Statistics in journalism

June 21, 2018    Statistics Journalism

A few days ago, I saw an article on a local news site which claimed that alcohol consumption in New Zealand has become normalised, and as a result we're drinking more.

They even included this handy chart to give us an idea of how normalised it has become:

This set my statistician's sense tingling. Not only are they considering only absolute volume of alcohol consumed and not considering population change, we have somehow managed to avoid the decrease in alcohol consumption which has taken place among young people in many other developed countries over the past decade. A good example is the UK.

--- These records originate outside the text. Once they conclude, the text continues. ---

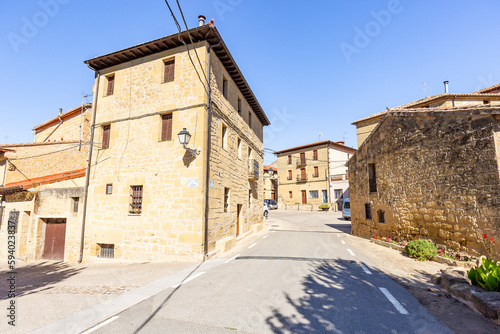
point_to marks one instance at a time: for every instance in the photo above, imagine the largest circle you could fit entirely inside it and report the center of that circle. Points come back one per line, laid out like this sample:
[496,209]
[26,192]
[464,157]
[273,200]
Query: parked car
[271,204]
[346,209]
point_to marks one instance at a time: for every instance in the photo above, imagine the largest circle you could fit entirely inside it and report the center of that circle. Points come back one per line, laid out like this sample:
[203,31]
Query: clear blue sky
[315,66]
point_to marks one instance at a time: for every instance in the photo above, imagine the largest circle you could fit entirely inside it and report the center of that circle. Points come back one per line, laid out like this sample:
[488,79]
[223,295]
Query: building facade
[314,173]
[151,198]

Alcohol is certainly an issue for some individuals, and has a significant impact on health at the population level. But if we're going to use statistics to talk about trends in consumption, let's do it properly.

First, let's take a look at alcohol available for consumption per capita. These figures are available quarterly from Stats NZ.

The first thing we notice is that this chart displays strong periodicity, or seasonality - the fourth quarter is always larger than any other quarter. So we can get a better idea of any trend by adding a four quarter moving average.

That gives us some better clues on the direction of any trend. It seems to be broken into three parts:

  • A period of sharp decline from the beginning of our series to 1997.
  • Then a slow but steady increase from 1997 through to 2011.
  • And a slow and steady decrease from 2011 through to today.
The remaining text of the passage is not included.